Mekanisme peralihan dari Kementerian BUMN kepada BP BUMN juga menjadi poin utama dalam revisi ini. Ini penting untuk memastikan transisi yang mulus tanpa mengganggu operasional BUMN yang ada saat ini.
Pengaturan jangka waktu rangkap jabatan menteri dan wakil menteri yang diatur dengan lebih ketat sejak putusan Mahkamah Konstitusi dijatuhkan adalah usaha lain untuk mempertegas bahwa semua pengelolaan BUMN harus mengikuti standar yang jelas.
Tantangan dan Harapan bagi BUMN Selanjutnya
Setiap perubahan dalam struktur hukum selalu diiringi tantangan, terutama dalam implementasinya. Di sinilah peran aktif semua pemangku kepentingan sangat diperlukan untuk memastikan revisi ini tidak hanya tertuang dalam undang-undang, tetapi juga diaplikasikan di lapangan.
Tantangan adaptasi terhadap perubahan regulasi dalam sistem yang sudah ada tentu tak bisa diabaikan. Namun, dengan perencanaan yang baik dan pengawasan yang ketat, diharapkan BUMN dapat bertransformasi ke arah yang lebih baik.
Di sisi lain, harapan besar disematkan pada BP BUMN baru ini. Dengan otoritas yang lebih luas dan pengawasan yang lebih ketat, diharapkan kinerja BUMN dapat meningkat dan memberikan kontribusi yang lebih besar terhadap perekonomian nasional.
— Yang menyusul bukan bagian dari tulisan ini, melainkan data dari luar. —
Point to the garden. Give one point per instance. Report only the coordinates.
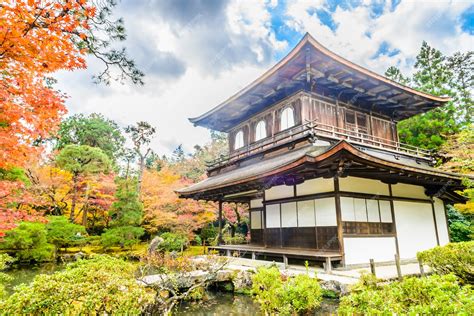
(89, 209)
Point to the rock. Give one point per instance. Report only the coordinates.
(242, 281)
(154, 244)
(79, 255)
(335, 286)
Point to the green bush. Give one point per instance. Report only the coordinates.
(28, 242)
(299, 295)
(62, 233)
(433, 295)
(123, 236)
(99, 286)
(173, 242)
(456, 258)
(4, 278)
(461, 227)
(208, 233)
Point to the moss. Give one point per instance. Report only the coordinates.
(330, 294)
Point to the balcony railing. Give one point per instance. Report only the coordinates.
(325, 132)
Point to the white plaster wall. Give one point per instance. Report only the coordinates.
(443, 233)
(409, 190)
(361, 185)
(325, 212)
(306, 214)
(256, 203)
(256, 219)
(288, 215)
(361, 250)
(415, 227)
(279, 192)
(272, 216)
(314, 186)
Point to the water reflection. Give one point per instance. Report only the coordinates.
(229, 304)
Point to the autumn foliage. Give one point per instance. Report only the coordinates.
(164, 210)
(38, 38)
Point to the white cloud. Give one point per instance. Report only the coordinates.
(217, 62)
(359, 33)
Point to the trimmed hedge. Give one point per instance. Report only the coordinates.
(456, 258)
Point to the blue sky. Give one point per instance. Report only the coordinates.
(197, 53)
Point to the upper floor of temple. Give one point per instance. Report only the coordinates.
(315, 95)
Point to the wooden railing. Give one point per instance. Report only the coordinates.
(325, 132)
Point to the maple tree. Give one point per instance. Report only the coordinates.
(164, 210)
(37, 39)
(81, 160)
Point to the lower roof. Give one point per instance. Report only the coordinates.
(357, 161)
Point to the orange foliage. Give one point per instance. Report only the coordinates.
(165, 211)
(36, 39)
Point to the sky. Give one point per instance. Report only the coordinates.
(197, 53)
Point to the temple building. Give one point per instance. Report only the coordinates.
(314, 152)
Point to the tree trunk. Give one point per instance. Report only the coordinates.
(74, 197)
(140, 175)
(86, 205)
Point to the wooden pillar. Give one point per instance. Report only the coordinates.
(434, 221)
(339, 218)
(392, 210)
(219, 236)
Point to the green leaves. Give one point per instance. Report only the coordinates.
(297, 295)
(94, 130)
(82, 160)
(28, 242)
(456, 258)
(438, 75)
(99, 286)
(63, 233)
(433, 295)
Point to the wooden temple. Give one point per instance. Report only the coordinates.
(314, 152)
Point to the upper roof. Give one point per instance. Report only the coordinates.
(308, 65)
(260, 173)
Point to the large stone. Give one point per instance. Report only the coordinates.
(243, 281)
(335, 286)
(154, 244)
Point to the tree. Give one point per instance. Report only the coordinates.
(81, 160)
(163, 208)
(28, 242)
(195, 166)
(126, 214)
(4, 278)
(438, 75)
(38, 39)
(396, 75)
(141, 135)
(95, 131)
(62, 233)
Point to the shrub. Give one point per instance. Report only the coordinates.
(456, 258)
(4, 278)
(433, 295)
(276, 295)
(461, 227)
(123, 236)
(173, 242)
(102, 285)
(63, 233)
(208, 233)
(28, 242)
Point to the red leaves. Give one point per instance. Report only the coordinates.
(36, 39)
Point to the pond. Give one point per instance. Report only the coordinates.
(221, 303)
(26, 273)
(216, 303)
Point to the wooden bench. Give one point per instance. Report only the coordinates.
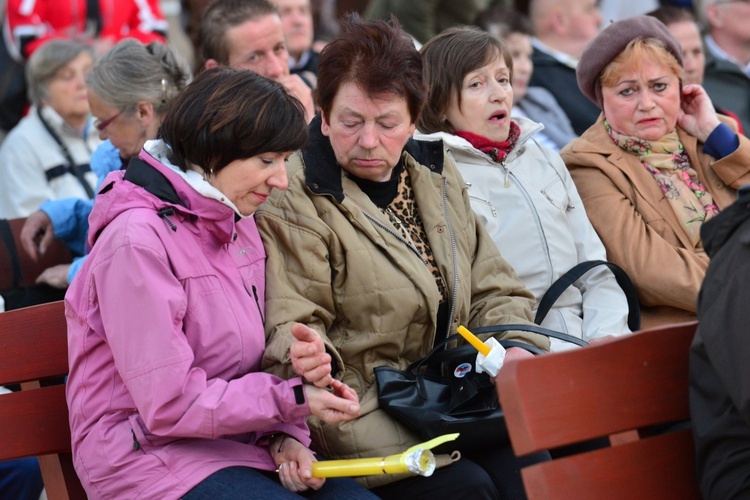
(57, 253)
(633, 390)
(34, 421)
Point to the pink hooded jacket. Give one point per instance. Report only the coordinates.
(165, 338)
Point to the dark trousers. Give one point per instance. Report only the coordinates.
(485, 474)
(246, 483)
(21, 479)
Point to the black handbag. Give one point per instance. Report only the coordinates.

Revisi UU BUMN juga diharapkan membawa angin segar bagi inovasi dalam pengelolaan BUMN. Dengan perubahan ini, BUMN diharapkan dapat lebih responsif terhadap tantangan zaman dan kebutuhan masyarakat.
Menjalin kerjasama strategis dengan sektor swasta dan menghadirkan inovasi layanan kepada masyarakat adalah langkah yang penting untuk diambil oleh BUMN ke depan.